Genuine experimentation is another motivation for same-sex connecting between females who don’t see themselves as lesbians. “Bi-curious” girls — or, as they’re increasingly called when drinking is involved, “bar curious” — are hardly unique in wondering what it would be like to have a same-sex experience. But when the culture becomes more accepting, experimentation is likelier to follow.

One girl who embraces the bi-curious label told the UCSB researchers that the fact that experimentation often takes place when other people are around  does not mean showing off is all that’s involved. “It’s good for [the girls], something they may not have the courage to express…if they’re alone in a room. It makes them more comfortable [in public] because other people are experiencing pleasure from them.”

Some bi-curious girls also call themselves LTGs, for lesbian till graduation, and that captures what same-sex kissing represents for a lot of them: a form of intimacy and diversion, but not something that ultimately feels like a true orientation. For other girls — those on their way to coming out as lesbians, or just discovering their orientation themselves — girl-girl kissing, particularly in a party setting, provides a safe and comfortable glide path in what can often be a rocky transition. Tell yourself you’re kissing girls just to impress the boys, then begin to realize you like it, then finally embrace that there’s a deep and real reason for that. Rupp and Taylor point out that the same kind of gradual transitioning may explain why so many lesbian girls’ first same-sex experience is in a threesome that  involves a male. This, they write, “is an extension of the safe heterosexual space for exploring same-sex desire.”
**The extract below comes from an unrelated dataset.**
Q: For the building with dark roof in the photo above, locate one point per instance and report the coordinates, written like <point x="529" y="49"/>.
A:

All of this amounts to what students and researchers alike are increasingly calling “heteroflexibility,” a sexual elasticity that, on the whole, is a very good thing. It’s rigid — and ultimately brittle — sexual rules that have caused so much sorrow in the past, and it’s only greater tolerance and openness that can help heal some of that damage. Unchecked sexual adventurism — whether straight, gay or both — is never a safe or wise way to go. But a judicious sampling of the sexual menu, if that’s where your appetites and interests take you, can be a way for young people to get to know themselves better — and avoid regrets later.

Correction: A previous version of the story wrongly attributed the study the American Anthropolgical Association.